In my Summit Fit Academy and VIP program, I recommend a gluten-free diet to those wanting to improve energy levels, get control of sugar cravings, and lose weight, but if you're one of those people who can just enjoy a slice of bread and move on without devouring the entire loaf, I believe there is a place for a yummy slice of sourdough toast with grass-fed butter. 

I'm always striving to give my clients wisdom when it comes to how to eat for their best health while also being able to enjoy foods that they enjoy. 

With that said, I thought I'd give you some practical ways to enjoy bread + dessert and still see improved health and weight loss: 

1. Fill up on LOTS of protein; dark green veggies; gluten-free starches like sweet potatoes and quinoa; nuts; avocado; blueberries; etc BEFORE you have that slice of bread.  

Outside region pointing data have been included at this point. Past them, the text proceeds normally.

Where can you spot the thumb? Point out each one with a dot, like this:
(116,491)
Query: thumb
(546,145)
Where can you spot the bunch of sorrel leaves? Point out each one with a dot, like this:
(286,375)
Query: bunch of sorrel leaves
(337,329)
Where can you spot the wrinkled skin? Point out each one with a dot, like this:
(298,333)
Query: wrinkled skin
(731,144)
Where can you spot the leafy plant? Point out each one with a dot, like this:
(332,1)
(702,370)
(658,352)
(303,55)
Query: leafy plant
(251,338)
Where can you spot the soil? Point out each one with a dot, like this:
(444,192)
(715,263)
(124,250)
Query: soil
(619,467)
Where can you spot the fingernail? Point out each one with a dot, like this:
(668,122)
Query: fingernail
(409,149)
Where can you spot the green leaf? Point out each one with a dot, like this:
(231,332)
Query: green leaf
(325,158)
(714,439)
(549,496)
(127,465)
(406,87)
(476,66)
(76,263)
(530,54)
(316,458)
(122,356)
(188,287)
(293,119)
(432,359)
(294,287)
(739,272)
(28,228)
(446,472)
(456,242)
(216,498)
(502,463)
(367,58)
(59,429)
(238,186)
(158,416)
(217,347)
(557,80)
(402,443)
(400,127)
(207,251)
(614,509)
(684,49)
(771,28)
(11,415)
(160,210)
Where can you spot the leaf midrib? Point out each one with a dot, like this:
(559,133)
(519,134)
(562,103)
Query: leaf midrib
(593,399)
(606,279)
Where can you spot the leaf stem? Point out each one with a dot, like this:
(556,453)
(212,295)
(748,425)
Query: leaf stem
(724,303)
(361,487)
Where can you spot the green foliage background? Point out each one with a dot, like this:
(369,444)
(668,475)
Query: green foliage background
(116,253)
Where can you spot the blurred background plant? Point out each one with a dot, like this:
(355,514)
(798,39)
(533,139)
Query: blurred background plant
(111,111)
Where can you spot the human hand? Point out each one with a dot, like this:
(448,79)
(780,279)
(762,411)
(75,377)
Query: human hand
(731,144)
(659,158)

Bread should never be the center of attention on your plate. Fill up on the foods that are going to help you achieve your best health before you head for the bread basket. 

2. If you eat bread in the form of a pastry, only eat half of it or a few big bites. 

Seriously, sugar + flour is kinda lethal in terms of giving you a sugar crash for the rest of the day + putting on pounds. Eat a few bites and move on.  

3.  Pick one day a week or every few weeks to go out and order your favorite dessert, but keep the cookies, pastries, and other addictive foods OUT OF THE HOUSE. 

Once a week I go split a house-made chocolate croissant with my boys at Whole Foods (yes, made with that "unhealthy" white flour stuff). I put my work away for several hours and we enjoy some relaxed, quality time together ending with our treat at Whole Foods. 

This is a great way to go enjoy some coffee + dessert time out with a friend/spouse/child and not worry about having sweet temptations laying around the house.  

4. Don't eat dessert after dinner every night. 

Pick one night a week (or less) to make a few servings of a dessert to enjoy with your family, but just make enough for that night to avoid having days and days of leftover dessert. 

We always have plain, full-fat yogurt with berries, peanut butter, and nuts for dessert and my kids love it!

Do you find these tips helpful? Which of them do you plan to implement?